Be wary of wording though. You say your stepdaughter has been with you already for 10 years. Could be a slippery slope - maybe CAF will authorize the leave, but TB may not endorse your application for the 70% top-up (meaning you may not get paid) - all depends on what Canada accepts as reasonable.

As far as reasonable goes, you say as a single parent (my sincerest condolences for your loss) you may have to VR. Please allow me to point out that there are a great many soldiers here who are single parents and never had to release. That's a bit much I think. Tell us where you're having difficulty - you have a vast amount of experience here who really have "been there - done that" - Me for one!


----------



## Staff Weenie (22 Sep 2015)

Moxo - I don't know what Base/Wing you work at, but is also help to be found at the nearest Military Family Resource Centre.  They should have on staff a Family Liaison Officer, who is a Social Worker by professional, and who should be fully aware of the spectrum of services available through the CAF, and through local civilian providers.
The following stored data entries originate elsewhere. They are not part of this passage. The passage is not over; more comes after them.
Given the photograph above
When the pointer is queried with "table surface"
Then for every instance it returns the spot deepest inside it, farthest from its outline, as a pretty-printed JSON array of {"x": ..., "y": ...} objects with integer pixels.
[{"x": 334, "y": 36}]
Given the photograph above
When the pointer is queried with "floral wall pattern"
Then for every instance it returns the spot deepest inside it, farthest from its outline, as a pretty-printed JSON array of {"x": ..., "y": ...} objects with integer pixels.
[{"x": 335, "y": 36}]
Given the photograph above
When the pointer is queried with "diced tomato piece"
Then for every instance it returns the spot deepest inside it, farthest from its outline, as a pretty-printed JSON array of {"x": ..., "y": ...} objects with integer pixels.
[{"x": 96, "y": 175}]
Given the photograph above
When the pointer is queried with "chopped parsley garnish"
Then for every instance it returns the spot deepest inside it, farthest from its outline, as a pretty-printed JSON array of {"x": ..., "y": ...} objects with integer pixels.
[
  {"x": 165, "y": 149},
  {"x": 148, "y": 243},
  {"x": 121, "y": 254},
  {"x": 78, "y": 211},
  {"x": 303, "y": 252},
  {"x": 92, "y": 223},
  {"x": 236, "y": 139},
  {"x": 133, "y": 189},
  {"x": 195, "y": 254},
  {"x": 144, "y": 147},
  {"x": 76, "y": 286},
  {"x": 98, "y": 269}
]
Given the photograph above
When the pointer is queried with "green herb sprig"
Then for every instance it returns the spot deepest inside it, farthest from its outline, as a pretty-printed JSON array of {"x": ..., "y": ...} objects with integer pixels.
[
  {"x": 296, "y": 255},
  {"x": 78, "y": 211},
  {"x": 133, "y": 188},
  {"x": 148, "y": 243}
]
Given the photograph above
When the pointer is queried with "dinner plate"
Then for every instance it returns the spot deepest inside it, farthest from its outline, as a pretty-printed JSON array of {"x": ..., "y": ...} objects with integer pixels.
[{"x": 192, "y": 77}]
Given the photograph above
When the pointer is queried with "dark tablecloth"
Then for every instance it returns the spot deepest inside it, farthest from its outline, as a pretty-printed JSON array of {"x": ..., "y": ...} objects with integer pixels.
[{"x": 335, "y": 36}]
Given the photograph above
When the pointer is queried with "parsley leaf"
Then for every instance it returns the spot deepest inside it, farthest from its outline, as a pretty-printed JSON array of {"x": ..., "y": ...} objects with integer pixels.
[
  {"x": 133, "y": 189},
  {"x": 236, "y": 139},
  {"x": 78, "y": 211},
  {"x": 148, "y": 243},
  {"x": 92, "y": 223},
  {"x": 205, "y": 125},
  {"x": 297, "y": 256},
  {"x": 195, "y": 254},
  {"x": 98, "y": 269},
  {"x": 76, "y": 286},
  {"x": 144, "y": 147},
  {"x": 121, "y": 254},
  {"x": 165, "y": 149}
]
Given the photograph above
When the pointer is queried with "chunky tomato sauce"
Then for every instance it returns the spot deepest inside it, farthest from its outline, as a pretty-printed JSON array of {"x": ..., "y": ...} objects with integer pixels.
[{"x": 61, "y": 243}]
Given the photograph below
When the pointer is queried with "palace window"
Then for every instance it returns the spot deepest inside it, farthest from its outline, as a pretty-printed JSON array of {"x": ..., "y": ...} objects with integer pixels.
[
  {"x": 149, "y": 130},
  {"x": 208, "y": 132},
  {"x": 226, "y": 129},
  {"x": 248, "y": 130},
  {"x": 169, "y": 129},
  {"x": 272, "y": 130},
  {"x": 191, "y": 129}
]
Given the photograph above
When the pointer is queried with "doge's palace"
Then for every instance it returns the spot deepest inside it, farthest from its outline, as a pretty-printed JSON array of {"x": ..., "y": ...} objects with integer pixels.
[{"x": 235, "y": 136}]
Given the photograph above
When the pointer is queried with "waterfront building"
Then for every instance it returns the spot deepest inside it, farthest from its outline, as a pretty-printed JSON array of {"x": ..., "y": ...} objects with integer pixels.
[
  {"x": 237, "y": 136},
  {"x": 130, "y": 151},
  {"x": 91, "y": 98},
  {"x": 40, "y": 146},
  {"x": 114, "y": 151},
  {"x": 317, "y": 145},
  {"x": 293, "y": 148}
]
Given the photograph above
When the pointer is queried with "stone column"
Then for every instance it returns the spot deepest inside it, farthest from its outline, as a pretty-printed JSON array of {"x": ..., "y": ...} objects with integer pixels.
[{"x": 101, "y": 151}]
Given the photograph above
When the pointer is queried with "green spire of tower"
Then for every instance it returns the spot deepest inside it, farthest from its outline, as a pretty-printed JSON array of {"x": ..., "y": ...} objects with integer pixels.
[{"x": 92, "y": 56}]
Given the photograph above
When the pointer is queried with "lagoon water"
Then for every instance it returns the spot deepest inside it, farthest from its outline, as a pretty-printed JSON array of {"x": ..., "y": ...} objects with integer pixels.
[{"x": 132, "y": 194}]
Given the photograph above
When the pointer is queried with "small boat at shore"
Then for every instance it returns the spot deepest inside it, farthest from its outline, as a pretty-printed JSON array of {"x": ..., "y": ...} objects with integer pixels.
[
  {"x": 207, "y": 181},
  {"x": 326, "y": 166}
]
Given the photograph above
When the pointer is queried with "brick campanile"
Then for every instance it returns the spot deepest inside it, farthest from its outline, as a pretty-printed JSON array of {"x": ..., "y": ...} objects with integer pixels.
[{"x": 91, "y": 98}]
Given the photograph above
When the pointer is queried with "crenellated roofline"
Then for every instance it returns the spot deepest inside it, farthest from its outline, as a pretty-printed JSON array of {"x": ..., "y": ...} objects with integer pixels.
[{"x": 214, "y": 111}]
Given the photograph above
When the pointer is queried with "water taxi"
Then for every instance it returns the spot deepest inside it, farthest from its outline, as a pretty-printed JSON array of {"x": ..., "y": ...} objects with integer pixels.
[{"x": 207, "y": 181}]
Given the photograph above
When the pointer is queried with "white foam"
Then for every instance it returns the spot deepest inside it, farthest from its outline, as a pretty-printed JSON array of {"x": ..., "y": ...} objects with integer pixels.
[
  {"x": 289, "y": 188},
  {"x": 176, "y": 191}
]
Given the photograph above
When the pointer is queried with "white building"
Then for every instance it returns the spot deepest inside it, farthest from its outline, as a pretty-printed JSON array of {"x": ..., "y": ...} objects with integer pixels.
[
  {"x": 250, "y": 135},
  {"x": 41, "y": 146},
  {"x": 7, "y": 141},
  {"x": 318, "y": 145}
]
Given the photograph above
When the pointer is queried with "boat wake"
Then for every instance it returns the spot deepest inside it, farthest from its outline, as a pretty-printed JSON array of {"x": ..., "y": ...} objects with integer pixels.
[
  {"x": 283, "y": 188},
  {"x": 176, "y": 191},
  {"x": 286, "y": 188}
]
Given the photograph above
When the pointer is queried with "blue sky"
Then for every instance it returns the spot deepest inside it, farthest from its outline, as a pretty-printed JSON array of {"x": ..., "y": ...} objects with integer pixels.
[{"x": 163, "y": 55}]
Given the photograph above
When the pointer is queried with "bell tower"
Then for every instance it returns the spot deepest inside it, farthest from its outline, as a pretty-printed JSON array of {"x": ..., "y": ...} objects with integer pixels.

There are resources out there, sometimes it just takes a bit of work to find them. Fell free to PM me any time, as I work for Director Casualty Support Management, and I can point you to the nearest resources in your area.


----------



## BinRat55 (22 Sep 2015)

Staff Weenie said:
			
		

> Moxo - I don't know what Base/Wing you work at, but is also help to be found at the nearest Military Family Resource Centre.  They should have on staff a Family Liaison Officer, who is a Social Worker by professional, and who should be fully aware of the spectrum of services available through the CAF, and through local civilian providers.
> 
> There are resources out there, sometimes it just takes a bit of work to find them. Fell free to PM me any time, as I work for Director Casualty Support Management, and I can point you to the nearest resources in your area.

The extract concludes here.